Slide of an illustration of the Earth and multiple Event Horizon Telescope locations taking in observation radio/light wave information into hard drives and collected data is sent via airplane to correlation sites. From The Quest to Image Black Holes presentation May 12, 2022 at Smithsonian Castle, Washington, D.C.
Observe, Store, and Ship: The various telescopes of the Event Horizon network observe and store light information from the black hole and then collected data is transported via airplane to central correlation locations.

How much data must you compute to get an image of an object that’s 27,000 light-years away, is 4 millions times more massive than our Sun, from a network of telescopes that make a dish the size of the Earth?

Hard disk drive packs with handles on a shelf wrapped in anti-static bags at a correlation and analysis center for working on collected data from the Event Horizon Telescope. Photo from the Center for Astrophysics | Harvard & Smithsonian (CfA).
Hard drives containing EHT observation data arranged in portable ‘disk packs’ ready to be correlated and analyzed by supercomputers and scientists at central processing sites like the Harvard & Smithsonian Center for Astrophysics.
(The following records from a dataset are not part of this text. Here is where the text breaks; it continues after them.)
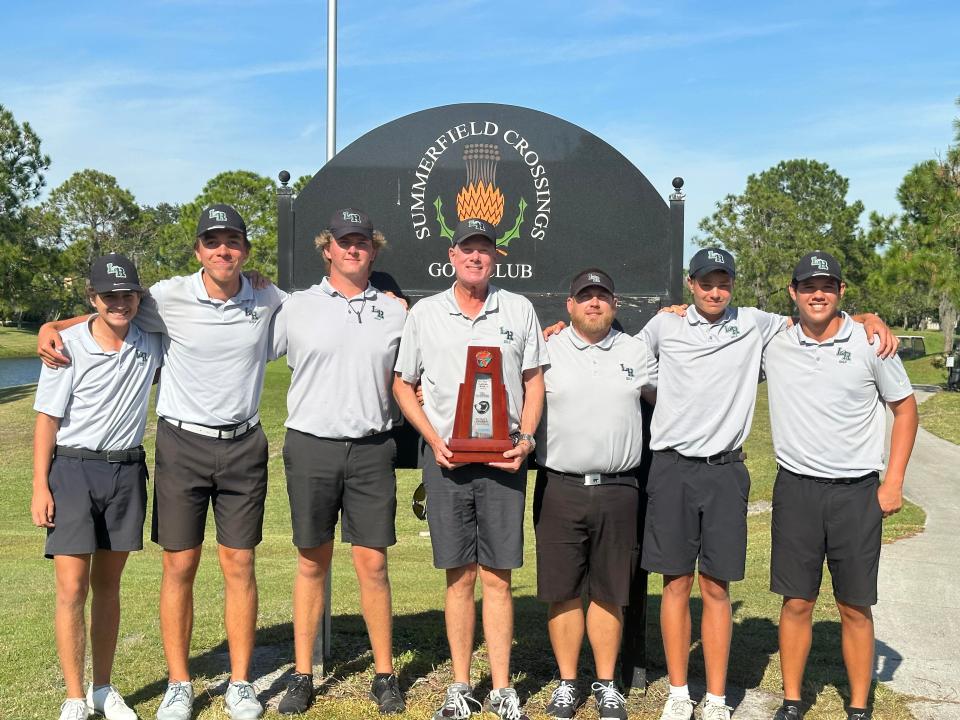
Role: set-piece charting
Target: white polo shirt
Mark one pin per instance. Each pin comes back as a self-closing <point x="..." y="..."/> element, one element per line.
<point x="101" y="395"/>
<point x="434" y="350"/>
<point x="591" y="418"/>
<point x="342" y="354"/>
<point x="827" y="401"/>
<point x="707" y="377"/>
<point x="215" y="350"/>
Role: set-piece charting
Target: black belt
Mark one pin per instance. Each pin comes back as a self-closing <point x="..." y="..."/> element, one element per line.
<point x="874" y="475"/>
<point x="724" y="458"/>
<point x="590" y="479"/>
<point x="119" y="456"/>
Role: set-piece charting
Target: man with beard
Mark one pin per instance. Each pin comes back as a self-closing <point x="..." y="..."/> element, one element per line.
<point x="589" y="446"/>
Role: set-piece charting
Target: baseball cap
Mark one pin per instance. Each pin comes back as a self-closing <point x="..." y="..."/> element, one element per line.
<point x="817" y="264"/>
<point x="710" y="259"/>
<point x="588" y="278"/>
<point x="350" y="220"/>
<point x="220" y="217"/>
<point x="114" y="273"/>
<point x="474" y="226"/>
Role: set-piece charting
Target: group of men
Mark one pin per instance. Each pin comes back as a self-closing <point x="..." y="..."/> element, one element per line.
<point x="350" y="348"/>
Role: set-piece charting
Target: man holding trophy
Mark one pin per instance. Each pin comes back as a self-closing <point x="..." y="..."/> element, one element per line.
<point x="475" y="491"/>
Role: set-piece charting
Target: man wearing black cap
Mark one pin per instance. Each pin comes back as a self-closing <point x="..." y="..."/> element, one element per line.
<point x="89" y="477"/>
<point x="475" y="511"/>
<point x="827" y="391"/>
<point x="210" y="446"/>
<point x="586" y="497"/>
<point x="339" y="454"/>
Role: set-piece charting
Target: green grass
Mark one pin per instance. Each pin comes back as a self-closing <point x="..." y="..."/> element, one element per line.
<point x="31" y="685"/>
<point x="18" y="343"/>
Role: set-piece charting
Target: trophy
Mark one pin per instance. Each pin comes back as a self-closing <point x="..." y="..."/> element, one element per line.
<point x="480" y="432"/>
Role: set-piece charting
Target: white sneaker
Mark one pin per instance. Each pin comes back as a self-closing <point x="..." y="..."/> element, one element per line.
<point x="74" y="709"/>
<point x="241" y="701"/>
<point x="177" y="703"/>
<point x="677" y="708"/>
<point x="108" y="701"/>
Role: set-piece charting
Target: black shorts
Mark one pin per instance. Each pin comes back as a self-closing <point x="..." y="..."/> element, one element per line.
<point x="586" y="539"/>
<point x="194" y="470"/>
<point x="696" y="513"/>
<point x="351" y="478"/>
<point x="475" y="514"/>
<point x="97" y="505"/>
<point x="816" y="520"/>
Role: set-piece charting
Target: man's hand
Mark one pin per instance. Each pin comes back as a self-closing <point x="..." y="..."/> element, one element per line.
<point x="50" y="347"/>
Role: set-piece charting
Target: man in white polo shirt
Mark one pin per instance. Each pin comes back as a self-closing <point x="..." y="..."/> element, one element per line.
<point x="589" y="446"/>
<point x="210" y="447"/>
<point x="341" y="338"/>
<point x="475" y="511"/>
<point x="828" y="390"/>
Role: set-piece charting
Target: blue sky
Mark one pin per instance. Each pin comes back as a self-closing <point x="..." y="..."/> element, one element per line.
<point x="164" y="94"/>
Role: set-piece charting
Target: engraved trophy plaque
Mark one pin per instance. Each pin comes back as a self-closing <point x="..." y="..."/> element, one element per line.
<point x="480" y="432"/>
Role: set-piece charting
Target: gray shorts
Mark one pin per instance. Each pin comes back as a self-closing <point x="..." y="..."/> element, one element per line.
<point x="351" y="478"/>
<point x="816" y="520"/>
<point x="696" y="514"/>
<point x="97" y="506"/>
<point x="475" y="514"/>
<point x="192" y="471"/>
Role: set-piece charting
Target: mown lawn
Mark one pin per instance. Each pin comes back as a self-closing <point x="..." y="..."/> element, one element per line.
<point x="31" y="686"/>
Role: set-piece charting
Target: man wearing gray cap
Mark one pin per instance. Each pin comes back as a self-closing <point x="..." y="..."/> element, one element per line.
<point x="475" y="511"/>
<point x="827" y="391"/>
<point x="587" y="491"/>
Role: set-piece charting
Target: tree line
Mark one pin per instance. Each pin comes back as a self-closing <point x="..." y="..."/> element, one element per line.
<point x="904" y="266"/>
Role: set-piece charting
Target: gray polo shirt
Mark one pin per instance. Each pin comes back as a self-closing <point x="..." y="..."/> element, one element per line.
<point x="706" y="378"/>
<point x="102" y="395"/>
<point x="827" y="401"/>
<point x="591" y="421"/>
<point x="341" y="353"/>
<point x="215" y="350"/>
<point x="434" y="350"/>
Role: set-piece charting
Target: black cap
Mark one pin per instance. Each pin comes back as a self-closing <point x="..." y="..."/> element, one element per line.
<point x="474" y="226"/>
<point x="114" y="273"/>
<point x="817" y="264"/>
<point x="348" y="221"/>
<point x="710" y="259"/>
<point x="588" y="278"/>
<point x="220" y="217"/>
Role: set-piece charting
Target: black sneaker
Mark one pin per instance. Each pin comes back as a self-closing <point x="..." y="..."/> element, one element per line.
<point x="611" y="705"/>
<point x="564" y="701"/>
<point x="299" y="695"/>
<point x="386" y="691"/>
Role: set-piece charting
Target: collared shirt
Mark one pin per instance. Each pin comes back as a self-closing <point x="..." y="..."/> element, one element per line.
<point x="216" y="350"/>
<point x="102" y="395"/>
<point x="591" y="421"/>
<point x="706" y="378"/>
<point x="341" y="352"/>
<point x="826" y="401"/>
<point x="434" y="350"/>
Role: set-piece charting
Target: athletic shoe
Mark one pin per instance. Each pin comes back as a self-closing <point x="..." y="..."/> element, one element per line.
<point x="458" y="704"/>
<point x="677" y="708"/>
<point x="298" y="696"/>
<point x="108" y="701"/>
<point x="386" y="692"/>
<point x="564" y="701"/>
<point x="177" y="703"/>
<point x="506" y="703"/>
<point x="715" y="711"/>
<point x="611" y="704"/>
<point x="74" y="709"/>
<point x="241" y="701"/>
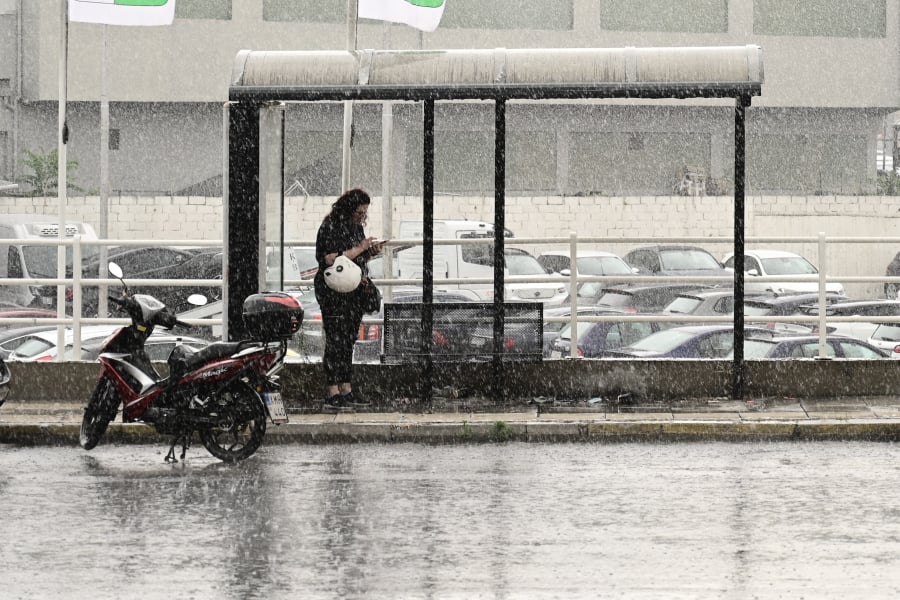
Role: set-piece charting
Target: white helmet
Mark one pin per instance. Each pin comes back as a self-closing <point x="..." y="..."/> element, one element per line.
<point x="344" y="275"/>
The data collection actually took place over several nights back in 2017 at the various EHT locations. Then the heavy pile of hard drives were flown to the correlator sites. There data was arranged into manageable disk bays holding a capacity of 80 terabytes each (8 × 10 TB disks). All in all it’s estimated that 3.5 PB (that’s petabytes!) was collected, managed and fed into supercomputers! The supercomputers’ job (and researchers working alongside) is to clean up the data, removing noise generated by the atmosphere and instruments so all that is left is a large number of captures that can be fit together to make the final image. Helping the EHT team this time were all the insights gained from the trailblazing M87 run including being able to utilize more of the telescope’s capacity with one extra South Pole telescope helping that couldn’t see M87 at the time. The smaller scale and much faster moving nature of Sgr A* compared to M87 meant computer models were stepped up to get a crisper look at the constantly moving cosmic body.

The Final Image

From light-years to petabytes to just a few megabytes-sized image – a feat of science and technology and data! Here’s the final unveiled image.

First image of the black hole at the Galactic Center. Credit: EHT Collaboration.
First image of the black hole at the Galactic Center!

From someone who also spends a lot of time looking for things in the dark, congrats to the whole Event Horizon team on this latest work.